Summary
Following a routine AWS infrastructure upgrade at the start of last week, the application experienced progressively degraded performance. While core functionality such as reads, email processing, and standard field updates remained largely operational, significant issues were observed for customers who make use of custom fields. These included slow performance, frequent save failures, and inconsistent execution of on-save scripts.
The issue was ultimately traced to degraded performance on underlying storage.
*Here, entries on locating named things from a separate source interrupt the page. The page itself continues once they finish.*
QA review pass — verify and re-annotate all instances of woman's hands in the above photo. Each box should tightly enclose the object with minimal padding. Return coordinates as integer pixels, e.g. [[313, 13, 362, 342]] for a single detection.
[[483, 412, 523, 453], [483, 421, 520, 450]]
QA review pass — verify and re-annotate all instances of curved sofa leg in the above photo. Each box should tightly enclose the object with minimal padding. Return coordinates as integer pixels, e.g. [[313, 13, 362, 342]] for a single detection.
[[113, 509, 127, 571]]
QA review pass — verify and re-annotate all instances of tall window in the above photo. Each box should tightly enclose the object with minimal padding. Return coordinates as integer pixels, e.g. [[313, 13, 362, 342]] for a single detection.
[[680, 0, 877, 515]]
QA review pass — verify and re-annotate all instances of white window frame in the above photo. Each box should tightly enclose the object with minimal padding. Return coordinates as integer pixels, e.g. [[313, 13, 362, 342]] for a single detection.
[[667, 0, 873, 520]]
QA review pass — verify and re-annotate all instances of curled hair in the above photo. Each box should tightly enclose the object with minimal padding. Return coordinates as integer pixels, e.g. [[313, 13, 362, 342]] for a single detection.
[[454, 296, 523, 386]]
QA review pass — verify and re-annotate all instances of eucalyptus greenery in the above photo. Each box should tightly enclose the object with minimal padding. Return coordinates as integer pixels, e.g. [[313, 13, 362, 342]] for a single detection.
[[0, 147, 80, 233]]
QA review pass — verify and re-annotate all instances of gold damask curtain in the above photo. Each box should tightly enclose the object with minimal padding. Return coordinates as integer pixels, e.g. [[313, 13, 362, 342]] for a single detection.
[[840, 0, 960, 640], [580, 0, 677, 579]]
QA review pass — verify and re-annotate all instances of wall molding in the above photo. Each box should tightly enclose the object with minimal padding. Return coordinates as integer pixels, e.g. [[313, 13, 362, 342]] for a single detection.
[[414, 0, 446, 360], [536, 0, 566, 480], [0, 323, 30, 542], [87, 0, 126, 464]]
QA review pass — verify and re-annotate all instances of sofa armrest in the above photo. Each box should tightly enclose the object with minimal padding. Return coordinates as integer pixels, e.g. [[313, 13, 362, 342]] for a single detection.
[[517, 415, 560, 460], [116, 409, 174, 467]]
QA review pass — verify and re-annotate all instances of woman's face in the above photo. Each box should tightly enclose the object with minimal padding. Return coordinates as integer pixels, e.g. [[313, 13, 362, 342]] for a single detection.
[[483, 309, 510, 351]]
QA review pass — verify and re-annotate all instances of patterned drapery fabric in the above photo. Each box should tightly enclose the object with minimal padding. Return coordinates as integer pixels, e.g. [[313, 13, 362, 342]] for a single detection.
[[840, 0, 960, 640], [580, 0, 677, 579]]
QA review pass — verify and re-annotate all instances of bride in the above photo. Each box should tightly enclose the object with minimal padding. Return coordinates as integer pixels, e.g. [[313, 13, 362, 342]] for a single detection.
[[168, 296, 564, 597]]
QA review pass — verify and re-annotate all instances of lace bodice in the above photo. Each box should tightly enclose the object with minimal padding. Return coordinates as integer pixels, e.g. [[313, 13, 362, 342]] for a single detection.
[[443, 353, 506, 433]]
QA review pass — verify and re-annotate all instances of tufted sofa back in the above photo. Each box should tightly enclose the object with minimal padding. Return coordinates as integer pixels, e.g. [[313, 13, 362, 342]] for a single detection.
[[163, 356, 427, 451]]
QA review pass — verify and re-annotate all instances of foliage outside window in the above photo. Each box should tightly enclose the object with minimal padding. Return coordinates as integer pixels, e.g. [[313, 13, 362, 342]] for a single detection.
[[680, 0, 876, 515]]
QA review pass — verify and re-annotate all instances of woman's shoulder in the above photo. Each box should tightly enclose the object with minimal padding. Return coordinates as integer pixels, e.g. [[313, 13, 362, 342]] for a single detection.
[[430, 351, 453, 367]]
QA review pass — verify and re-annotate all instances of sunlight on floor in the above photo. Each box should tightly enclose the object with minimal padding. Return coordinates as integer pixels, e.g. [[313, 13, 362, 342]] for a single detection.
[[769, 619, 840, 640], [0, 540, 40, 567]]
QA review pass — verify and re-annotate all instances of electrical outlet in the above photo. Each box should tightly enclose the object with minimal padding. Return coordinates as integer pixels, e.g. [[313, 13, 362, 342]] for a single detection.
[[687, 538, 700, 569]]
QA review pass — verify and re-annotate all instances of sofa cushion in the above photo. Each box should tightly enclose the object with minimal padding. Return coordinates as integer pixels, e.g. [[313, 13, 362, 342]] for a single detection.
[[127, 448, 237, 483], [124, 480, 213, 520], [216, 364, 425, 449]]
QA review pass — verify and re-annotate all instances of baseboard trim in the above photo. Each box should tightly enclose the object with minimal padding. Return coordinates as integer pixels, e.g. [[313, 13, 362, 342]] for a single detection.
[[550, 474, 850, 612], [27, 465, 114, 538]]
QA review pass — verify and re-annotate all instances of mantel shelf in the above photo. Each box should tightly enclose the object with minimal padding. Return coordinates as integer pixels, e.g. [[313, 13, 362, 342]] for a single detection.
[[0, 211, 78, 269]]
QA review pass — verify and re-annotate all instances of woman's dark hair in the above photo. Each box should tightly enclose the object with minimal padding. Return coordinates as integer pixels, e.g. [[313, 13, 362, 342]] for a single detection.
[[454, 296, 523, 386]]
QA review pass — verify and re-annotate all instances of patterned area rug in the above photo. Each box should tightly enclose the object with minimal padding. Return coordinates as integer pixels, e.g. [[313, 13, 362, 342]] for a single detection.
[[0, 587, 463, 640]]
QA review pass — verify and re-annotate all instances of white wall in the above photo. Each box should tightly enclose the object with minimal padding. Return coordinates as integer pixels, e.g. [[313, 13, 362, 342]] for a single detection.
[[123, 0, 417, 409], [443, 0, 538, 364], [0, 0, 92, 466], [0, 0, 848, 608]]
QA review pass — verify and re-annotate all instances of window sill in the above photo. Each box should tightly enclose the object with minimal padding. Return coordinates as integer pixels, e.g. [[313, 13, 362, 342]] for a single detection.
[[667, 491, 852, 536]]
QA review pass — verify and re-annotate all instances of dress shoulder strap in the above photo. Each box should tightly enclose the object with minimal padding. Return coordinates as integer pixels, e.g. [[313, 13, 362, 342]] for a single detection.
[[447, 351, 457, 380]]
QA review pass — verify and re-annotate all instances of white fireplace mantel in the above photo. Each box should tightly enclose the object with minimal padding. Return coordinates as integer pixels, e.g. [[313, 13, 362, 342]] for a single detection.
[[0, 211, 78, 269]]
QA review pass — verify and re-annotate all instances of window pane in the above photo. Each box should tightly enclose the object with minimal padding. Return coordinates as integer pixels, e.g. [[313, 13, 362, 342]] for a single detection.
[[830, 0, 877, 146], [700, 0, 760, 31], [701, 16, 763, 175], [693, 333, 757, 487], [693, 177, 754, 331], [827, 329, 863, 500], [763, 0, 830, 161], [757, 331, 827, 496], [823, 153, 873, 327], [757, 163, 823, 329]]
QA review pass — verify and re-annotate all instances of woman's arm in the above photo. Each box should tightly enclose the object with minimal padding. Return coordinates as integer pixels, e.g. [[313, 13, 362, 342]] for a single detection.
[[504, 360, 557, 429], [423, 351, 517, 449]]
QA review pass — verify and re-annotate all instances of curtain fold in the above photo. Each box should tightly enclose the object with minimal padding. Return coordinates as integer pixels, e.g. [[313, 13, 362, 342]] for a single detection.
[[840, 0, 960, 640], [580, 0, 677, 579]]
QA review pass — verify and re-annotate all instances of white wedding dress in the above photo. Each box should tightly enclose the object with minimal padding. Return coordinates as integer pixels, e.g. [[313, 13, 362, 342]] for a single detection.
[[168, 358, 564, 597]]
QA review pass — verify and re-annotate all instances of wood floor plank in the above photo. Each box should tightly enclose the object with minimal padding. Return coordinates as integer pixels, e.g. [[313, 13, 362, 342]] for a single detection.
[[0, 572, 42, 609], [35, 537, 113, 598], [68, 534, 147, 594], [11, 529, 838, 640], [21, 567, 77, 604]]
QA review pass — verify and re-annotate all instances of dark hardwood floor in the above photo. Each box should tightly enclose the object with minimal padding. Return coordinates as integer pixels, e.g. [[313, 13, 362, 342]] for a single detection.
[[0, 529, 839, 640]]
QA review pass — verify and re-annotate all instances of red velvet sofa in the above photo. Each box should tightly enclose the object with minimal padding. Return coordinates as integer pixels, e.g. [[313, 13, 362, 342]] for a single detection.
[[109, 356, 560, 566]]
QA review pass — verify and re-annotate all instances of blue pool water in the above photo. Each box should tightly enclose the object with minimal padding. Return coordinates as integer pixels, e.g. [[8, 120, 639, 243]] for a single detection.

Resolution was achieved by migrating the affected drive to a new host and allowing failover, restoring normal performance.
Impact
Application remained partially usable:
- Read operations remained functional, but with degraded performance and intermittent timeouts for those customers with a medium-large number of custom fields configured.
- Email sending remained functional, but with degraded performance and intermittent timeouts for those customers with a medium-large number of custom fields configured.
- Standard field updates remained largely functional, but with degraded performance and intermittent timeouts for those customers with a medium-large number of custom fields configured.
However:
- Custom field saves were significantly degraded
- Frequent save failures occurred for case types with custom field configured
- On-save scripts were unreliable or unavailable
Overall user experience was poor and inconsistent, with significant degraded performance in key workflows
Timeline (High Level)
Resolution
- Worked jointly with AWS to investigate infrastructure-level performance
- Migrated the affected drive to a new host
- Triggered failover to restore normal performance
- Post-resolution monitoring confirmed stability, including successful email batch execution
Lessons Learned
1. Extend production freeze after infrastructure changes
- Immediate post-upgrade validation is not always sufficient
- Introduce a longer stabilization period after forced infrastructure upgrades
- Avoid releasing unrelated changes during this window
2. Escalate earlier to controlled downtime
3. Improve infrastructure resilience
- Investigation identified opportunities for hardware improvements
- Newer options now available that were not previously viable
Next Steps
Current Status
- System performance restored
- Email processing and core workflows operating normally
- Monitoring in place to ensure continued stability